5
votes

During a lecture on functional programming we saw the following Haskell function:

f :: Bool -> Int -> (a -> Int) -> Int
f x y z = if x then y + y else (z x) + (z y)

It is expected that this function will fail to typecheck. However, the reason why this happens was not explained. When trying it out in GHCI I got the following output:

Prelude> :l test [1 of 1] Compiling Main             ( test.hs,
interpreted )

test.hs:2:35:
    Couldn't match expected type `a' with actual type `Bool'
      `a' is a rigid type variable bound by
          the type signature for f :: Bool -> Int -> (a -> Int) -> Int
          at test.hs:1:6
    Relevant bindings include
      z :: a -> Int (bound at test.hs:2:7)
      f :: Bool -> Int -> (a -> Int) -> Int (bound at test.hs:2:1)
    In the first argument of `z', namely `x'
    In the first argument of `(+)', namely `(z x)' Failed, modules loaded: none.

Why does this happen?

3
Suppose I call f like f True 3 (\n -> n+1). What would you expect to happen?Tom Ellis
Remember that the type f :: Bool -> Int -> (a -> Int) -> Int means that the caller gets to pick the a. So it perfectly fine for the caller to choose a function with type String -> Int.augustss

3 Answers

9
votes
f :: Bool -> Int -> (a -> Int) -> Int
f x y z = if x then y + y else (z x) + (z y)

The type signature asserts that our function z is polymorphic in its first argument. It takes a value of any type a and returns an Int. However, the scoping of the type variable a also means that it must be the same type a at all uses. a cannot be instantiated to different types at the same use site. This is "rank 1 polymoprhism".

You can read the type as really:

f :: forall a. Bool -> Int -> (a -> Int) -> Int

So:

z (x :: Bool) + z (y :: Int)

is invalid, as a is constrained to two different, independant types.

A language extension allows us to change the scope of a so that it can be instantiated to a polymorphic variable -- i.e. to hold different types at the same use site, including to have polymorphic function types:

Prelude> :set -XRankNTypes

Prelude> let f :: Bool -> Int -> (forall a . a -> Int) -> Int 
             f x y z = if x then y + y else (z x) + (z y)

Now the type a doesn't have global scope, and individual instantiations can vary. This lets us write the "more polymorphic" function f and use it:

Prelude> f True 7 (const 1)
14

So that's how cool higher rank polymorphism is. More code reuse.

3
votes

That is simply not how simple parametric polymorphism works. The function z is polymorphic in the signature of the function, but in the body its only monomorphic.

When type-checking the definition the type checker infers a monomorphic type for the type variable a to use throughout the definition of the function. Your f however tries to call z with two different types, and thus the type checker infers two conflicting types for a.

2
votes

Even

f :: Bool -> Int -> (a -> Int) -> Int
f x y z = if x then y + y else (z y) + (z y)

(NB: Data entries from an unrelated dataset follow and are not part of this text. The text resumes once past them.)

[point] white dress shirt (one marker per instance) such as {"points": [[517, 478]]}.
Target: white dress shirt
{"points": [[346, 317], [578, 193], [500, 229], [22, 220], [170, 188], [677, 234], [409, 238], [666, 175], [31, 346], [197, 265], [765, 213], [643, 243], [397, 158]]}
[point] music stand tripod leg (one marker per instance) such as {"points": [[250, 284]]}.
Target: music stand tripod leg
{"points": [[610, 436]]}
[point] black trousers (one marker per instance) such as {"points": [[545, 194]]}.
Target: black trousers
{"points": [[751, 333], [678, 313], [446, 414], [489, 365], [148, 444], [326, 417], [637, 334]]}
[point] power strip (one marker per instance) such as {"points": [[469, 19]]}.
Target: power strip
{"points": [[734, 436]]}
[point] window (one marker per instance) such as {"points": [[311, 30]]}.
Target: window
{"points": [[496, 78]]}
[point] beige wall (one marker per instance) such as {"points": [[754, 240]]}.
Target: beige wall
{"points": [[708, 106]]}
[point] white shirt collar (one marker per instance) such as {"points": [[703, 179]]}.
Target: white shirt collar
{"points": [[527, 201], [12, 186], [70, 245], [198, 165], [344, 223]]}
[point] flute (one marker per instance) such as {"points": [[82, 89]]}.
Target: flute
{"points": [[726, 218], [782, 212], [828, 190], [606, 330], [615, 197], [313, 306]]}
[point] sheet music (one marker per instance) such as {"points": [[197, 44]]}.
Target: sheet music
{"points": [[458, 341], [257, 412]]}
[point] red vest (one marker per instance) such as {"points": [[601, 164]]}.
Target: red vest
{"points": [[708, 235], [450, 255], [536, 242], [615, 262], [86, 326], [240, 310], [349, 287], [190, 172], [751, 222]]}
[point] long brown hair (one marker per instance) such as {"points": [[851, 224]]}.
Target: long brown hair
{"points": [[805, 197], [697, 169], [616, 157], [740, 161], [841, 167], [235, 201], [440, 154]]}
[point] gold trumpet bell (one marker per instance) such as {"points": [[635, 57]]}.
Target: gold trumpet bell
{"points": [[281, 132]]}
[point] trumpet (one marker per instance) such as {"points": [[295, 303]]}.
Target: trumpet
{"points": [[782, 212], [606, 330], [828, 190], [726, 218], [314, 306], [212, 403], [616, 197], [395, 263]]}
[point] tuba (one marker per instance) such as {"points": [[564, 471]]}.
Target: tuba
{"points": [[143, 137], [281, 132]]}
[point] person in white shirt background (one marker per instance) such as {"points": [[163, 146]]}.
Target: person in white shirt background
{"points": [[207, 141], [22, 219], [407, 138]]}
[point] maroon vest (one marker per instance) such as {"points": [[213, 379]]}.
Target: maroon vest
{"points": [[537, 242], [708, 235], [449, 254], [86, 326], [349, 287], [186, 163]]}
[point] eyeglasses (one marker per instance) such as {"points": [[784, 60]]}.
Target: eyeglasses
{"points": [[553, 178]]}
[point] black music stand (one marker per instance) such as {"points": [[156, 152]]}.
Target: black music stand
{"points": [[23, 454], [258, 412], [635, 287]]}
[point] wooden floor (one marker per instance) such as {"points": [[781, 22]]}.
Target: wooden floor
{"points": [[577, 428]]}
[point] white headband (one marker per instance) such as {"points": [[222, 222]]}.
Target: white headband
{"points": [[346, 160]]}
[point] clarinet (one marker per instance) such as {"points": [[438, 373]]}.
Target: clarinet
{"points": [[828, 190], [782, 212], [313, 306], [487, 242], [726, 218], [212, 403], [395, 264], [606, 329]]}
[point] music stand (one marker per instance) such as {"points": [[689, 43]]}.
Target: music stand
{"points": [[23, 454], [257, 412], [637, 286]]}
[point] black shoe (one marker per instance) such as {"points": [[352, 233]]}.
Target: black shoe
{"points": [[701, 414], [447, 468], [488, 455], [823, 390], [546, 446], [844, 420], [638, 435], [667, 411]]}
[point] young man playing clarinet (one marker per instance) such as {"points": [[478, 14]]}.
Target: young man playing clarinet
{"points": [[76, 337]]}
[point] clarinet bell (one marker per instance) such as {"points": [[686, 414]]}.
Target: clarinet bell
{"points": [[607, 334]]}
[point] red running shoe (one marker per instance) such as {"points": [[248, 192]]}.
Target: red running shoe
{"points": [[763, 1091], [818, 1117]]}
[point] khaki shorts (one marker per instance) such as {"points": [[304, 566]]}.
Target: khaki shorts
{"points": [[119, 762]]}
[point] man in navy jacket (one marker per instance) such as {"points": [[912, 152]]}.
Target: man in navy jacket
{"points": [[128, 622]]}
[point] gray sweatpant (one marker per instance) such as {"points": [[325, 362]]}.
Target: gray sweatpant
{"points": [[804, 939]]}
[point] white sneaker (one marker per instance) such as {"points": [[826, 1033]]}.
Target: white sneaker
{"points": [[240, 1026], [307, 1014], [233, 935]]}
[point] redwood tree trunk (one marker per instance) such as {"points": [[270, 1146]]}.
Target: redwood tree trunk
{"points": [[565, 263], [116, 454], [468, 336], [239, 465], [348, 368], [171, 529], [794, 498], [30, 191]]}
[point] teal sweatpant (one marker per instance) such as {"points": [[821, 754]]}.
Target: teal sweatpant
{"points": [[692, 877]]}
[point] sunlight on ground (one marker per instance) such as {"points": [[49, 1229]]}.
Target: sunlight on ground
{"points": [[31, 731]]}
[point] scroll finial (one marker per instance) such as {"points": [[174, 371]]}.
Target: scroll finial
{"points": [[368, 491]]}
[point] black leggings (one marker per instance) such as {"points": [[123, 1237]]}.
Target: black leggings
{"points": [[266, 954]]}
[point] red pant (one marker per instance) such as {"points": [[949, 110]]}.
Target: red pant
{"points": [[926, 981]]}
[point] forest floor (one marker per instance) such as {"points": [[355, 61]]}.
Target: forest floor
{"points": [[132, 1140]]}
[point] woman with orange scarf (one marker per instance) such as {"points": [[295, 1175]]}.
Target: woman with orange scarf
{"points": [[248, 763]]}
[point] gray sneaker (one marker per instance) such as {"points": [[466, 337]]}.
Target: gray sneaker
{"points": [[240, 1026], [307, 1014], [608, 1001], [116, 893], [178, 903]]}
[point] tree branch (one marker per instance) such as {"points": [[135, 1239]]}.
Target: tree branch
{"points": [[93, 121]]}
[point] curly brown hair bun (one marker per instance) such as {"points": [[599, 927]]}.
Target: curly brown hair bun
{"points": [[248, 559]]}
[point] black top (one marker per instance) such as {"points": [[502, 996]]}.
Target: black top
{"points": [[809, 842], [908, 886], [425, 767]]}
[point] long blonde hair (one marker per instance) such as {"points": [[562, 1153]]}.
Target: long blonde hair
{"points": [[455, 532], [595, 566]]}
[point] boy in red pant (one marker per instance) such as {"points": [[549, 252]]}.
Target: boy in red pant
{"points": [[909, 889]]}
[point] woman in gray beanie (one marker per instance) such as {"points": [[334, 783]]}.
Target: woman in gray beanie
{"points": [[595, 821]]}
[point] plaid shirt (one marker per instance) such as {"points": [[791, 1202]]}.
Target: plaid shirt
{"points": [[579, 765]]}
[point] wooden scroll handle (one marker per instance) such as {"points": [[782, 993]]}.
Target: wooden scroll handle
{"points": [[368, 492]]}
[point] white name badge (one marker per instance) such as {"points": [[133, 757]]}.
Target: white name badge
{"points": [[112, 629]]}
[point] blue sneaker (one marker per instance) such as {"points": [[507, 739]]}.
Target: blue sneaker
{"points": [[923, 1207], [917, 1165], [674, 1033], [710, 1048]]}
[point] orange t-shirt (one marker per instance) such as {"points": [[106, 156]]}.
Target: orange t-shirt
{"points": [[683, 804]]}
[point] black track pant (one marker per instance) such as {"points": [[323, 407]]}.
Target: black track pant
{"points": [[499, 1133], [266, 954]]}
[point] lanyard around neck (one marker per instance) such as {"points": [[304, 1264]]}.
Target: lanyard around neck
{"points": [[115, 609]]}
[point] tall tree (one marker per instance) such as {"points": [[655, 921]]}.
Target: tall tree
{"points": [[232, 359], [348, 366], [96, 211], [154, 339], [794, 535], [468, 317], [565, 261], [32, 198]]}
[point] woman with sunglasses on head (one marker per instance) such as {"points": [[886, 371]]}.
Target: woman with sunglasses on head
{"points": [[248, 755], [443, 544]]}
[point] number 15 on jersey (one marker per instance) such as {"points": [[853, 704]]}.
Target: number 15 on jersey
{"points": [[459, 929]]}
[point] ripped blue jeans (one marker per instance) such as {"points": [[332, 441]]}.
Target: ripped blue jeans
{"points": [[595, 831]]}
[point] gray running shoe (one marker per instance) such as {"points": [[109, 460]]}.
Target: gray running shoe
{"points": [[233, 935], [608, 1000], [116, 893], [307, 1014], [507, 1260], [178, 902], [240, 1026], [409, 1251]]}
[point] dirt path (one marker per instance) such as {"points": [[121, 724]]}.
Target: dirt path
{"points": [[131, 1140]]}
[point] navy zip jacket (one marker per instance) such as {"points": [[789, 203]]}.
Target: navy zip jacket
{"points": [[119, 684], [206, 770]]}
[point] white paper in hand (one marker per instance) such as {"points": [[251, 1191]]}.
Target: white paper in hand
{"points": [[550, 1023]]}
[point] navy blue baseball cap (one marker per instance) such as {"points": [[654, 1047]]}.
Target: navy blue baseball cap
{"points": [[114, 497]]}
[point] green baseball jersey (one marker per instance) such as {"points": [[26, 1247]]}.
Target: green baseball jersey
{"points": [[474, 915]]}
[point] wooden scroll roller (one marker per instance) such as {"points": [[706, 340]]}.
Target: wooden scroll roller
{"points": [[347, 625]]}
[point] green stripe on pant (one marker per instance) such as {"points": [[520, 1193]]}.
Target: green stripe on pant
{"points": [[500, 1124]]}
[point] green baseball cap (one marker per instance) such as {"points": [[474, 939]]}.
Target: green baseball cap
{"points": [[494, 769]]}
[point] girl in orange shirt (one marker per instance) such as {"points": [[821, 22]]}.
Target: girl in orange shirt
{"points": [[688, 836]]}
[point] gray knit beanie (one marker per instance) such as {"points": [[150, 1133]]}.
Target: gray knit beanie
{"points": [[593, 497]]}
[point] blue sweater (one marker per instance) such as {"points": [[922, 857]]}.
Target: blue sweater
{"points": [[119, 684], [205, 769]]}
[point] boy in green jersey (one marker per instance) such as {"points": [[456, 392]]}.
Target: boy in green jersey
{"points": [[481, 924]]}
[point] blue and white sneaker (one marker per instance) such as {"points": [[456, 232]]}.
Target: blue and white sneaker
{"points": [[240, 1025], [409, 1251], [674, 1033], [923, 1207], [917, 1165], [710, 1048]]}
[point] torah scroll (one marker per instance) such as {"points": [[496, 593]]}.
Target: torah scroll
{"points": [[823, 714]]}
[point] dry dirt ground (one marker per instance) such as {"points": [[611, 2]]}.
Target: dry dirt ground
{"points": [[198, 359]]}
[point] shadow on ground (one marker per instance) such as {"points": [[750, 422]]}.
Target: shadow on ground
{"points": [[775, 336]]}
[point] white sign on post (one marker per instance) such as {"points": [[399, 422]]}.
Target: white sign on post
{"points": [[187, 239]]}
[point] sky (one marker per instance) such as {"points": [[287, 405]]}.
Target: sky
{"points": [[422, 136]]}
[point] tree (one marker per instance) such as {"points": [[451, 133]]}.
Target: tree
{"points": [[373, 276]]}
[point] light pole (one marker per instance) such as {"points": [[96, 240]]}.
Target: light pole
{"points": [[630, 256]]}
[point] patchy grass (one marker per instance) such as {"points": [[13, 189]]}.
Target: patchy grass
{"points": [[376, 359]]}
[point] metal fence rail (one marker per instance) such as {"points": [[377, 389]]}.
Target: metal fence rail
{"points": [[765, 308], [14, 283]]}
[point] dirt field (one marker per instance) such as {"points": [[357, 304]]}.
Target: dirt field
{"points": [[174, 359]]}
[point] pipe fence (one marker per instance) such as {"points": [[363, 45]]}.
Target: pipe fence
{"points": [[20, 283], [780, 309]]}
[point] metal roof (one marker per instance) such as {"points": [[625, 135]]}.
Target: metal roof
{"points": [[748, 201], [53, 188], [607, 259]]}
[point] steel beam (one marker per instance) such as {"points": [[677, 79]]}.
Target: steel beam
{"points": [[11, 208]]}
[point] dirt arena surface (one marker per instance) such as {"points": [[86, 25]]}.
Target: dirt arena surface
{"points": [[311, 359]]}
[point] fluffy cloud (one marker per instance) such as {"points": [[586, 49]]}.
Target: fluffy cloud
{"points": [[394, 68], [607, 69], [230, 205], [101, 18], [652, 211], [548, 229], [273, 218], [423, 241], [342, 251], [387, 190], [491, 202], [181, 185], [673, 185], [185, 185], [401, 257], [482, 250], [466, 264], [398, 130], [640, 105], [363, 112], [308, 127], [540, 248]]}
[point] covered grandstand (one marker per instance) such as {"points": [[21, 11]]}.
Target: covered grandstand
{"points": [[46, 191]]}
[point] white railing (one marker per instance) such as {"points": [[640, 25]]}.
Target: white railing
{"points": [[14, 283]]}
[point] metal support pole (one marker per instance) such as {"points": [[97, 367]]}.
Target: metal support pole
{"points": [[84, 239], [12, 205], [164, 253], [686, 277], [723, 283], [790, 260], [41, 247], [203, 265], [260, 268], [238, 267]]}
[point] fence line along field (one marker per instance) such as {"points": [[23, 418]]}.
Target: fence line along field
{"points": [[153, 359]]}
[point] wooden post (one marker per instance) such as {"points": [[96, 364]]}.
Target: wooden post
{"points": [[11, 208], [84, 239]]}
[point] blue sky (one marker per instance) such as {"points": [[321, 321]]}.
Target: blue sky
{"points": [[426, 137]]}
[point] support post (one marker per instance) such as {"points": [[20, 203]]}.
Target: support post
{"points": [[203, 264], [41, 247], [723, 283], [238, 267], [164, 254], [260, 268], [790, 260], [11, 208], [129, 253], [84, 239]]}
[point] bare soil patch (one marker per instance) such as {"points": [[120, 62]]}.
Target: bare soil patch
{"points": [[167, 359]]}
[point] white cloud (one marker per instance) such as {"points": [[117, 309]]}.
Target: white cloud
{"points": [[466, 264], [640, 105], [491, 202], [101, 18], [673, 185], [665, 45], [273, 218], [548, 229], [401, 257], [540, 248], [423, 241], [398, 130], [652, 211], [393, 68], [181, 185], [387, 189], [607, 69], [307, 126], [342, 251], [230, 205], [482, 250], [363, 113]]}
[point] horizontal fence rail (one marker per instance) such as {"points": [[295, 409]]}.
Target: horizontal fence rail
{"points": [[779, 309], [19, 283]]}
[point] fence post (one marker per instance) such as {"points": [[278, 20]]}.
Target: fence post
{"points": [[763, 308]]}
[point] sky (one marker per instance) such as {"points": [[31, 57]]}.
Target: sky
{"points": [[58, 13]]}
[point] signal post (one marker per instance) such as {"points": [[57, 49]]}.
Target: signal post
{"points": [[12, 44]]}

wouldn't typecheck (as was pointed out in the comments), and generate the same error, because Haskell infers least general types for expressions, and your type is more general than the inferred. As "A Gentle Introduction to Haskell" puts it,

An expression's or function's principal type is the least general type that, intuitively, "contains all instances of the expression".

If you specify a type explicitly, Haskell assumes you did that for a reason, and insists on matching the inferred type to the given type.

For the expression above the inferred type is (Num t) => Bool -> t -> (t -> t) -> t, so when matching the types, it sees that you gave Int for y and the type of z becomes (Int -> Int). Which is less general than (a -> Int). But you insisted on having an a there (not an Int) — a rigid type variable. In other words, your function f can only accept functions of type Int -> Int, but you are insisting that it may be given any function :: a -> Int, including :: String -> Int etc. (as @augustsson points out in the comments). Your declared type is too broad.

Similarly, if you had just one (z x) it would match with the given type of x and arrive at the narrower than declared type (Bool -> Int) for the z function. And yet again complain about a rigid type variable.

In effect, you declared the type (Num t) => Bool -> t -> (t1 -> t) -> t but it really is (Num t) => Bool -> t -> (t -> t) -> t. It is a different type.